Let us work with the model from before. We first sample data, create the objective and then define a function that we want to use AD for:

```
using UnPack
#Create Model and data
myparameter4 = (μ = Param(Normal(), 0.0, ), σ = Param(Gamma(), 1.0, ))
mymodel = ModelWrapper(myparameter4)
data = randn(1000)
#Create objective for both μ and σ and define a target function for it
myobjective = Objective(mymodel, data, (:μ, :σ))
function (objective::Objective{<:ModelWrapper{BaseModel}})(θ::NamedTuple)
@unpack data = objective
lprior = Distributions.logpdf(Distributions.Normal(),θ.μ) + Distributions.logpdf(Distributions.Exponential(), θ.σ)
llik = sum(Distributions.logpdf( Distributions.Normal(θ.μ, θ.σ), data[iter] ) for iter in eachindex(data))
return lprior + llik
end
```

`myobjective`

can take a vector from an unconstrained space as input, constrains and converts the argument to a `NamedTuple`

, checks if all conversions are finite, and adds all eventual Jacobian adjustments from the transformations before your target function is evaluated.
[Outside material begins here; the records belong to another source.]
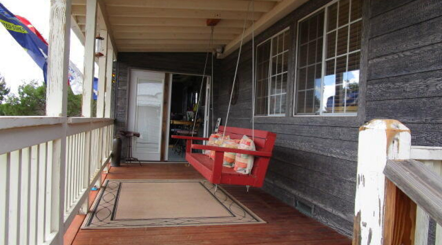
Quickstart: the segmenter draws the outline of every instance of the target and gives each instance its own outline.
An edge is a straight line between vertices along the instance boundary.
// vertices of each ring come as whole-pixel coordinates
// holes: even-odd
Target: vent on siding
[[[297,200],[296,206],[295,207],[296,208],[296,209],[298,209],[300,212],[305,215],[310,217],[312,217],[313,215],[313,210],[314,210],[314,206],[310,206],[300,200]]]

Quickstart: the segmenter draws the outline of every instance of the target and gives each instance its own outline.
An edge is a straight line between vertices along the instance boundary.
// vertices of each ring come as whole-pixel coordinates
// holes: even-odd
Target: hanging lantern
[[[95,57],[101,57],[104,56],[104,54],[101,52],[101,42],[104,40],[104,38],[100,36],[99,34],[98,36],[95,37]]]

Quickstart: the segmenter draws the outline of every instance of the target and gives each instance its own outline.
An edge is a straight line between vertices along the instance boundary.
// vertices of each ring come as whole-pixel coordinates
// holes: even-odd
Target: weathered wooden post
[[[383,172],[387,159],[410,158],[410,131],[397,121],[381,119],[359,130],[353,245],[386,244],[392,235],[395,212],[390,210],[397,195]]]
[[[49,24],[49,48],[48,58],[48,87],[46,95],[46,116],[65,119],[67,111],[68,67],[71,26],[70,0],[52,0]],[[47,195],[50,200],[50,222],[46,230],[55,233],[54,244],[62,244],[64,234],[64,190],[66,165],[66,122],[63,127],[63,136],[53,142],[52,149],[52,177],[48,178],[51,191]],[[44,241],[49,240],[45,234]],[[24,242],[24,244],[25,242]]]

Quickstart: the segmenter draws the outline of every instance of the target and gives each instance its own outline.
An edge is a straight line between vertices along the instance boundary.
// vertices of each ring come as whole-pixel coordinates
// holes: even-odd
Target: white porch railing
[[[422,163],[425,167],[442,177],[442,147],[412,146],[410,158]],[[416,215],[414,244],[427,245],[430,229],[430,216],[419,206]],[[442,227],[436,224],[435,245],[442,245]]]
[[[395,120],[359,128],[353,245],[442,245],[442,147],[412,147]]]
[[[113,121],[0,118],[0,244],[58,244],[109,162]],[[59,140],[65,148],[55,148]],[[65,168],[53,161],[60,150]]]

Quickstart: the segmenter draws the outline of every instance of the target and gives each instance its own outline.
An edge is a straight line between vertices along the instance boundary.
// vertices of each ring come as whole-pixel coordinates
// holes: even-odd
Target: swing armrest
[[[202,150],[213,150],[215,151],[222,151],[224,152],[233,152],[240,154],[247,154],[257,156],[264,157],[270,157],[272,156],[272,152],[269,151],[260,151],[258,150],[249,150],[242,149],[235,149],[228,147],[214,147],[212,146],[205,146],[204,145],[192,144],[192,149],[199,149]]]
[[[208,138],[193,137],[191,136],[184,136],[182,135],[172,135],[172,139],[182,139],[187,140],[209,140]]]

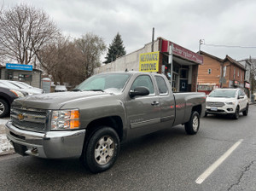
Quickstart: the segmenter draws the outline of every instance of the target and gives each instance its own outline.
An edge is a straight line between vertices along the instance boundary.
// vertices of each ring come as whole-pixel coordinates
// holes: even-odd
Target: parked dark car
[[[10,105],[13,101],[18,97],[27,96],[26,92],[10,89],[3,84],[0,85],[0,118],[9,114]]]
[[[55,89],[55,92],[62,92],[62,91],[67,91],[65,85],[56,85]]]
[[[19,81],[11,81],[11,80],[0,80],[0,85],[3,84],[6,87],[20,90],[22,92],[26,92],[29,96],[38,95],[43,93],[43,90],[38,90],[34,88],[28,88],[25,86],[23,84],[20,84]]]

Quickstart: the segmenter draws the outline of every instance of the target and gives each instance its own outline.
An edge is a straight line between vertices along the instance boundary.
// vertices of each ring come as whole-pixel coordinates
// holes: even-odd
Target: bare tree
[[[80,75],[86,79],[93,74],[93,70],[101,65],[101,55],[106,51],[103,39],[93,33],[86,33],[75,40],[75,45],[82,57]]]
[[[79,81],[79,55],[68,37],[59,36],[55,41],[44,46],[38,58],[43,69],[52,76],[55,84],[68,82],[73,84]]]
[[[250,59],[251,66],[251,90],[254,92],[256,90],[256,59]]]
[[[7,59],[28,64],[57,33],[41,9],[20,4],[0,11],[0,55]]]

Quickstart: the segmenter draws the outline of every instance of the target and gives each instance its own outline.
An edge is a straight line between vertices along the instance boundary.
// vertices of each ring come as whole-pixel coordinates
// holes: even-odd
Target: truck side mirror
[[[134,90],[130,90],[130,97],[135,97],[136,96],[147,96],[149,95],[149,90],[144,86],[139,86],[134,89]]]
[[[241,95],[241,96],[238,96],[238,99],[243,99],[243,98],[244,98],[244,96]]]

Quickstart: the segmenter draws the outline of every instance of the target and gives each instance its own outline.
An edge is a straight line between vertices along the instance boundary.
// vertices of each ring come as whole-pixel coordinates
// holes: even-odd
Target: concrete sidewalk
[[[6,138],[4,124],[8,122],[9,118],[0,119],[0,156],[14,153],[13,146]]]
[[[250,105],[256,105],[256,101],[249,102]],[[6,138],[4,124],[8,122],[9,118],[0,119],[0,156],[14,153],[13,146]]]

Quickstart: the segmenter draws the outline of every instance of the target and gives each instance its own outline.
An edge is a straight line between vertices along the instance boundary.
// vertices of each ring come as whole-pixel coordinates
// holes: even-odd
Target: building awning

This can usually be done efficiently:

```
#Sample new parameter, and evaluate target function wrt to Vector (not NamedTuple)
θ_proposed = randn(_rng, length(vals_vec))
myobjective(θ_proposed)
#Functor call wrt NamedTuple parameter
@btime $myobjective($mymodel.val) #6.420 μs (0 allocations: 0 bytes)
#Functor call wrt proposed Parameter Vector
@btime $myobjective($θ_proposed) #6.480 μs (0 allocations: 0 bytes)
```

`Objective`

can also be called from various AD frameworks:

```
using ForwardDiff, ReverseDiff, Zygote
grad_fwd = ForwardDiff.gradient(myobjective, θ_proposed)
grad_rvd = ReverseDiff.gradient(myobjective, θ_proposed)
grad_zyg = Zygote.gradient(myobjective, θ_proposed)
all(grad_fwd .≈ grad_rvd .≈ grad_zyg[1]) #true
```

## Going Forward

This package is still highly experimental - suggestions and comments are always welcome! New constraints should be reasonable simple to add, check out `src/Core/constrain/constraints/constrained.jl`

as an example with guidance in the comments.